En ella encuentran las vírgenes y los consagrados la señal cierta del ciento por uno prometido ya en esta vida a todo el que se entrega con corazón indiviso al Señor (cf. Mt 19, 29; Mc 10, 30). En ella encuentra todo cristiano y toda persona de buena voluntad el signo luminoso de la esperanza. En particular, «desde que Dios la mirara con amor, Maria se ha vuelto signo de esperanza para la muchedumbre de los pobres, de los últimos de la tierra que han de ser los primeros en el Reino de Dios».


7.- El testimonio mariano de la Iglesia en España.

 

La evangelización y la transmisión de la fe en tierras de España han ido siempre unidas a un amor singular a la Virgen María. No hay un rincón de la geografia española que no se encuentre coronado por una advocación de nuestra Madre. Así lo recordó Juan Pablo II en los comienzos mismos de su pontificado: «Desde los primeros siglos del cristianismo aparece en España el culto a la Virgen. Esta devoción mariana no ha decaído a lo largo de los siglos en España, que se reconoce como “tierra de María”». Y así lo ha venido reiterando desde su primer viaje apostólico a nuestra patria: «El amor mariano ha sido en vuestra historia fermento de catolicidad. Impulsó a las gentes de España a una devoción firme y a la defensa intrépida de las grandezas de María, sobre todo en su Inmaculada Concepción».

 

8.-La peculiar devoción a María Inmaculada en España.

 

El amor sincero a la Virgen María en España se ha traducido desde antiguo en una «defensa intrépida» y del todo singular de la Concepción Inmaculada de María; defensa que, sin duda, preparó la definición dogmática. Si España es «tierra de María», lo es en gran medida por su devoción a la Inmaculada.

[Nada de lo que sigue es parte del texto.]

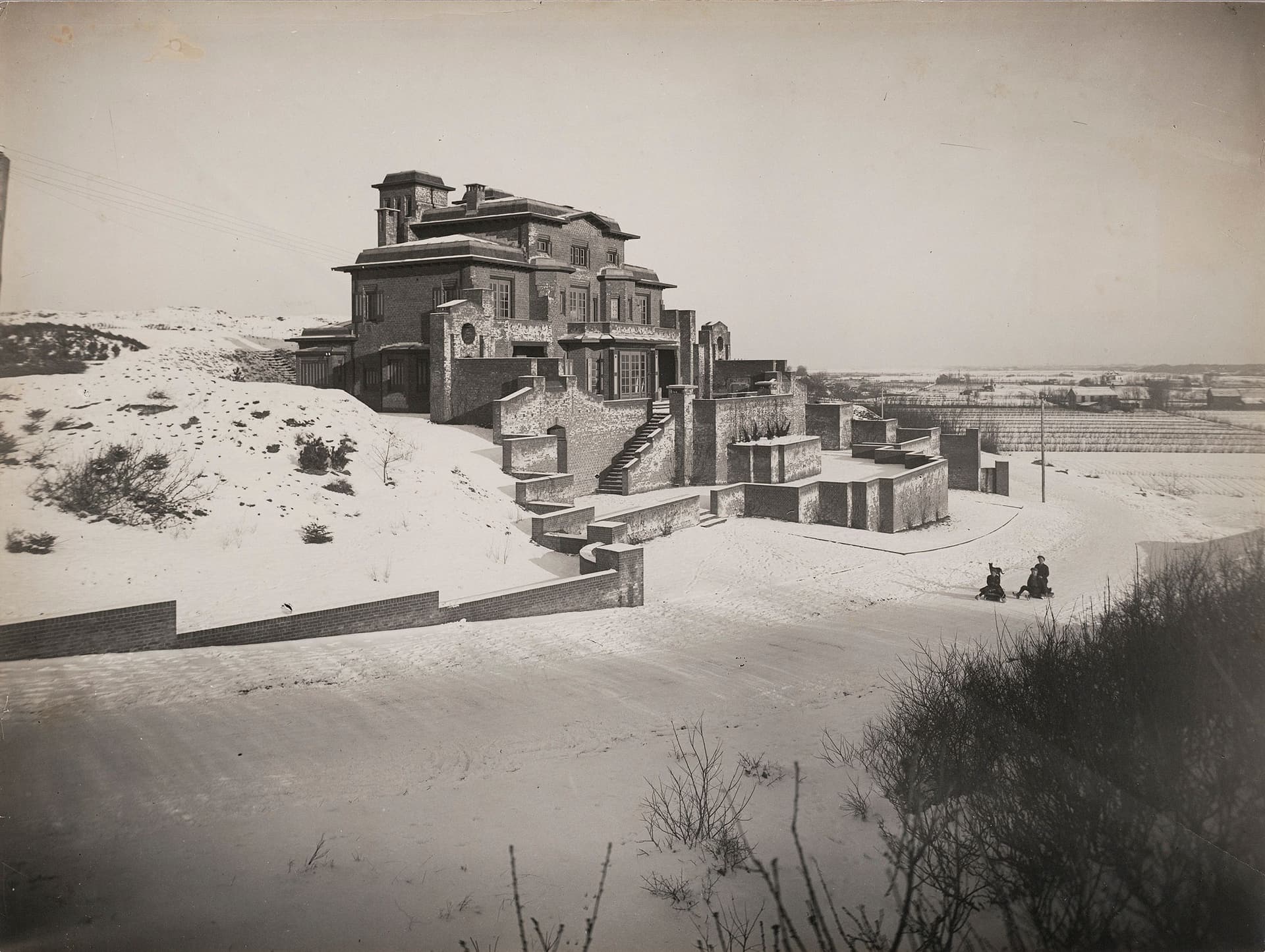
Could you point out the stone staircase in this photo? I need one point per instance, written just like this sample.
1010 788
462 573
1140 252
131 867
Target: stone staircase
611 481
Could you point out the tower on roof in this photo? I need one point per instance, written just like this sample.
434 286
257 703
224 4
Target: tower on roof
401 199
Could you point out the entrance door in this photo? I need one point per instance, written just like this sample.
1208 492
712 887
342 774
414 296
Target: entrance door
667 371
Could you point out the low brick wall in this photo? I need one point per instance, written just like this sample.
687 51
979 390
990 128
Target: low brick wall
142 627
833 422
932 434
874 432
530 454
658 518
914 499
573 520
150 627
962 451
544 487
404 612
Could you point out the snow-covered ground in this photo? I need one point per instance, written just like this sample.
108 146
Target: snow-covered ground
448 522
173 799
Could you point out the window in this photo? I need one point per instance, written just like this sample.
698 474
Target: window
443 294
632 377
367 304
643 309
503 297
577 302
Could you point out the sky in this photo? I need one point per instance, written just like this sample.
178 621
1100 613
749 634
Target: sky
844 185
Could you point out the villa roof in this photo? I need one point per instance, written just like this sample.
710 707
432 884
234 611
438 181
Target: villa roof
412 177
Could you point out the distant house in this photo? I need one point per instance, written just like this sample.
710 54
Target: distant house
1223 399
1093 397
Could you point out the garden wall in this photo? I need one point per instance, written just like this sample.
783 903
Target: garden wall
152 627
142 627
833 422
914 499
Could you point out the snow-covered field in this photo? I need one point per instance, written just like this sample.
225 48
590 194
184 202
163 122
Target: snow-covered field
448 521
174 799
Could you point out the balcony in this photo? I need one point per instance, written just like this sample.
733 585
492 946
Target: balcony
619 333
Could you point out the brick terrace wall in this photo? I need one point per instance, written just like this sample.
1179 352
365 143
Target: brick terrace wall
833 502
405 612
716 424
790 503
596 430
648 521
657 464
143 627
932 434
833 422
529 454
863 507
962 451
874 430
480 381
915 497
557 487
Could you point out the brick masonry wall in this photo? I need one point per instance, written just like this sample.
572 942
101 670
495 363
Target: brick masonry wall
477 382
833 422
962 451
716 426
873 430
405 612
915 497
143 627
650 521
657 467
529 454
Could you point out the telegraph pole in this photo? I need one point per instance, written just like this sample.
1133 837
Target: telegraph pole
4 200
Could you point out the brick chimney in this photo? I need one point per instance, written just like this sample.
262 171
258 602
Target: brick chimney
474 198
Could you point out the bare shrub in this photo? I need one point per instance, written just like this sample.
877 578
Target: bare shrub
677 889
34 543
125 484
394 449
700 802
316 534
313 453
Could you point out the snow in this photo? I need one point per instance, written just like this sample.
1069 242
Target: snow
422 755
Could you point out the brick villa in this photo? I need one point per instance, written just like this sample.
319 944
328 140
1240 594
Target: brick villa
525 316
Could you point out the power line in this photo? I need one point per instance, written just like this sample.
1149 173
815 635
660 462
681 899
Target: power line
63 169
173 214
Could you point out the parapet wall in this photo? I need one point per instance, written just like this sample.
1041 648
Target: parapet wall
152 627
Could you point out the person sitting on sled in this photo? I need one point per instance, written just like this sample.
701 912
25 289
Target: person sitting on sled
992 588
1039 580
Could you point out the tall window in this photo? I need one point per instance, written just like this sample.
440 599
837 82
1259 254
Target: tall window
577 302
367 304
443 294
503 297
632 374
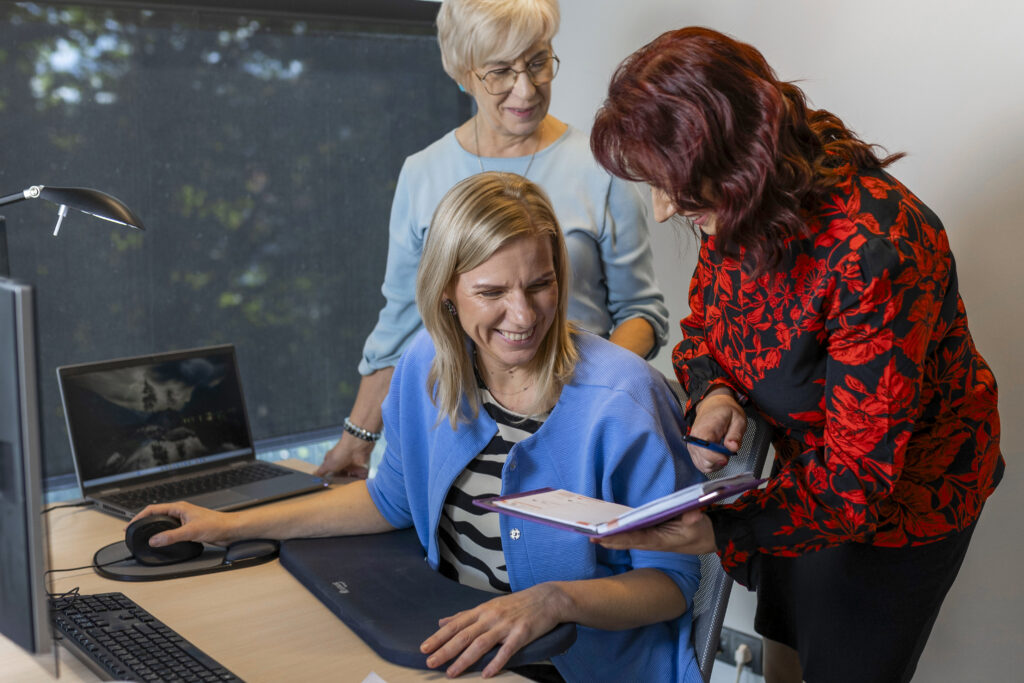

¿Cómo no recordar en este punto el extraordinario patrimonio literario, artístico y cultural que la fe en el Dogma de la Inmaculada ha producido en nuestra patria? A la protección de la Inmaculada se han acogido desde época inmemorial Órdenes religiosas y militares, Cofradías y Hermandades, Institutos de Vida Consagrada y de Apostolado Seglar, Asociaciones civiles, Instituciones académicas y Seminarios para formación sacerdotal. Numerosos pueblos hicieron y renovaron repetidas veces el voto de defender la Concepción Inmaculada de María. Propio de nuestras Universidades era el juramento que, desde el siglo XVI, profesores y alumnos hacían en favor de la doctrina de la Inmaculada.

Como propio también de nuestra tradición cristiana es el saludo plurisecular del «Ave María Purísima...». Siguiendo una antiquísima tradición el nombre de la Inmaculada Concepción ha ido acompañando generación tras generación a los miembros de nuestras familias.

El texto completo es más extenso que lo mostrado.